LVP : Quelle est la stratégie que le club essaye de mettre en place pour se moderniser ? Un mélange d’artistes upcoming et de légendes déjà confirmées ?

Steven : Comme je le disais juste avant, on essaye d’être un club progressiste et avant-gardiste, mais on n’oublie pas notre héritage. On a opéré un grand rebranding après le Covid, tant en termes d’artwork et de communication que musicalement avec la mise en place d’une équipe dédiée aux résidences ainsi qu’une programmation plus vaste et plus audacieuse. Vu que le club est pratiquement plein tous les week-ends, il semble qu’on ait réussi notre pari. Ceci étant dit, on a encore beaucoup de projets à réaliser, à la fin de la saison on pourra réellement juger de leur bon déroulé ou non. 

Crédits : Simon Leloup

 

LVP : Selon toi, programmer pour une grande institution de la musique électronique telle que Fuse rend ton travail plus facile, car les gens veulent à tout prix y jouer, ou plus difficile, car les attentes sont plus élevées ?

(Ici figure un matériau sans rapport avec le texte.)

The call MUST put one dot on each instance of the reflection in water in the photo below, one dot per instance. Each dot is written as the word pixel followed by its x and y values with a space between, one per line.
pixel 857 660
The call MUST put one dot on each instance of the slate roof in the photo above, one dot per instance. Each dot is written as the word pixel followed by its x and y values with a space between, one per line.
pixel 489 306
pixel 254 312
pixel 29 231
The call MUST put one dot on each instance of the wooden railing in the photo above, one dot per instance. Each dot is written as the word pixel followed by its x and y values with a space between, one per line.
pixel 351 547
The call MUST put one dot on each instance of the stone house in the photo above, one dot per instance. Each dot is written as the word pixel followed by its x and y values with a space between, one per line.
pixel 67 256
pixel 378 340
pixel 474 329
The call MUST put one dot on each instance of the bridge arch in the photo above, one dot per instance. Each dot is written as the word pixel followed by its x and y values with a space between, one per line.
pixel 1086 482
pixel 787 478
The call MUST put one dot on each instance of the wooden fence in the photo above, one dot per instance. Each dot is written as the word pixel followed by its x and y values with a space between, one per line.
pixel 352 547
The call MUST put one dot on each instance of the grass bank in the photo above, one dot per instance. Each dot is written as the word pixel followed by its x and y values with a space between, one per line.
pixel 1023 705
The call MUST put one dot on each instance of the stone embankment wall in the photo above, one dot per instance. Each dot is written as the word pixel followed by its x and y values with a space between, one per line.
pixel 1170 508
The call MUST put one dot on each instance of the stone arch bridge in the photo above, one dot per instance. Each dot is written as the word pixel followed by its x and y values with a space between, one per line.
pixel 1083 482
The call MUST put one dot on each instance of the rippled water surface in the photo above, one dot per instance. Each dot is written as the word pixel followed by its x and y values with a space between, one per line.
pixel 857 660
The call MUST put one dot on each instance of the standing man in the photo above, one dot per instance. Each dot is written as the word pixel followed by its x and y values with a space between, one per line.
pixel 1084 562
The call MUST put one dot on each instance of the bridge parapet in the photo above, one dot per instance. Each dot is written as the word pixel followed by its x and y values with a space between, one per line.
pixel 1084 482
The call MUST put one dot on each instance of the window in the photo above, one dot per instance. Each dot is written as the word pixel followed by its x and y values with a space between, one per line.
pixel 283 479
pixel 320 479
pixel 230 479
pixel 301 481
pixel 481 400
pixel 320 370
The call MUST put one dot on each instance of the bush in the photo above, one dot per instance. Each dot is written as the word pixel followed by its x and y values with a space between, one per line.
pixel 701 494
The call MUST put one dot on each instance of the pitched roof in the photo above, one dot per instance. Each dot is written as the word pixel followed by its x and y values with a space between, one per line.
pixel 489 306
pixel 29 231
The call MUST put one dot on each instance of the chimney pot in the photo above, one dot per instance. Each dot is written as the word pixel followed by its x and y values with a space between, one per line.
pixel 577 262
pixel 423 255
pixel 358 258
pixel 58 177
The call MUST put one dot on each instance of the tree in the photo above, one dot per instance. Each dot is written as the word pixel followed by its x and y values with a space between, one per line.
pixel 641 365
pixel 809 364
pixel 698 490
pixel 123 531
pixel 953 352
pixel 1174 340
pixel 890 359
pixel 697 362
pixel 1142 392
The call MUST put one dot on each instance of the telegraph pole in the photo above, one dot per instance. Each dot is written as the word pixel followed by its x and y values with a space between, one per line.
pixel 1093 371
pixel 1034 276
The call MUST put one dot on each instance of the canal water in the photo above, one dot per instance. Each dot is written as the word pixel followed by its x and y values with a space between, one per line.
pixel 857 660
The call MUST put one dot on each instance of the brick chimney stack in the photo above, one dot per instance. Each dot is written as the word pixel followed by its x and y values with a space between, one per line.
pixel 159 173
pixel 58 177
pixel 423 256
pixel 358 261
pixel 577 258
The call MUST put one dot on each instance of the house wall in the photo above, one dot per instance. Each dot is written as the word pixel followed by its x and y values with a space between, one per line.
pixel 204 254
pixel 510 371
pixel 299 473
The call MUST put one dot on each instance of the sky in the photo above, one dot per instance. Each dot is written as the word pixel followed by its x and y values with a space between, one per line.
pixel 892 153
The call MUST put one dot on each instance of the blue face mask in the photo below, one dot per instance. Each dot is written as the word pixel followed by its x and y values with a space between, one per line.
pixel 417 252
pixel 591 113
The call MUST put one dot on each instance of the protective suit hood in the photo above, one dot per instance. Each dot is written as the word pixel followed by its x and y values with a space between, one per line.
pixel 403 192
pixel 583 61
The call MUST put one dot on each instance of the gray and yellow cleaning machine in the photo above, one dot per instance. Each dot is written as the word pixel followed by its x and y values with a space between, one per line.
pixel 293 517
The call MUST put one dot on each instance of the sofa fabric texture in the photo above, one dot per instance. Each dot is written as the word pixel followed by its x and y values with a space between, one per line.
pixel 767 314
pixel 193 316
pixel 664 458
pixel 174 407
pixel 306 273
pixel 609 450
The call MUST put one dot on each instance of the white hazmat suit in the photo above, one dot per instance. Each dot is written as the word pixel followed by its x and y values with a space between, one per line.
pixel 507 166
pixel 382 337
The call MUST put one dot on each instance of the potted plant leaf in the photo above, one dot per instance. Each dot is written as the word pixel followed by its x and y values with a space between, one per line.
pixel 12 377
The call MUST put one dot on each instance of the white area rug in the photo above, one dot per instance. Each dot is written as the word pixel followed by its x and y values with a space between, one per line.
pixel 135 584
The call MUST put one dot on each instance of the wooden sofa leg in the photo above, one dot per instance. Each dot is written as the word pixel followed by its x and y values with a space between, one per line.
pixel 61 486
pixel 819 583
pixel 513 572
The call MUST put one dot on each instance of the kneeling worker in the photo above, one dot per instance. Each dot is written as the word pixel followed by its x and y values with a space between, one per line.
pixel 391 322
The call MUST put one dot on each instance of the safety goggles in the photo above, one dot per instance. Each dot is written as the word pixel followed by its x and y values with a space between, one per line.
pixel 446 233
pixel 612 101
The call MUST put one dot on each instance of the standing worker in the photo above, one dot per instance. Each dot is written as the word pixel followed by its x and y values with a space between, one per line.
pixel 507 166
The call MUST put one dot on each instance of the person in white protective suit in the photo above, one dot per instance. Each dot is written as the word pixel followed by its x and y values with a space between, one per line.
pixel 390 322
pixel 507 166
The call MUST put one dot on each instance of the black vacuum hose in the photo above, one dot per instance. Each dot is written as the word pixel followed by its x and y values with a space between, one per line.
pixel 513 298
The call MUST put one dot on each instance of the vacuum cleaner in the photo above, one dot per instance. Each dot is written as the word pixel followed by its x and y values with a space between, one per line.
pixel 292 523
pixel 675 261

Steven : Je dirais que c’est plus facile. On est considéré·es comme une institution à l’échelle internationale, ce qui signifie que tou·tes les artistes veulent jouer dans ce club au moins une fois dans leur carrière. Et une fois qu’iels sont venu·es jouer, iels espèrent revenir le plus vite possible. 

LVP : Quel est le programme de Fuse pour cette deuxième partie de l’année ?

Steven : On va lancer un nouveau concept produit par Fuse, une grande annonce concernant deux nouveaux résidents internationaux dans un nouveau format et puis on va procéder à plusieurs mises à niveau de clubs. En outre, je suis très heureux du programme pour les mois à venir et je pense qu’il s’agit probablement de notre meilleur programme à ce jour.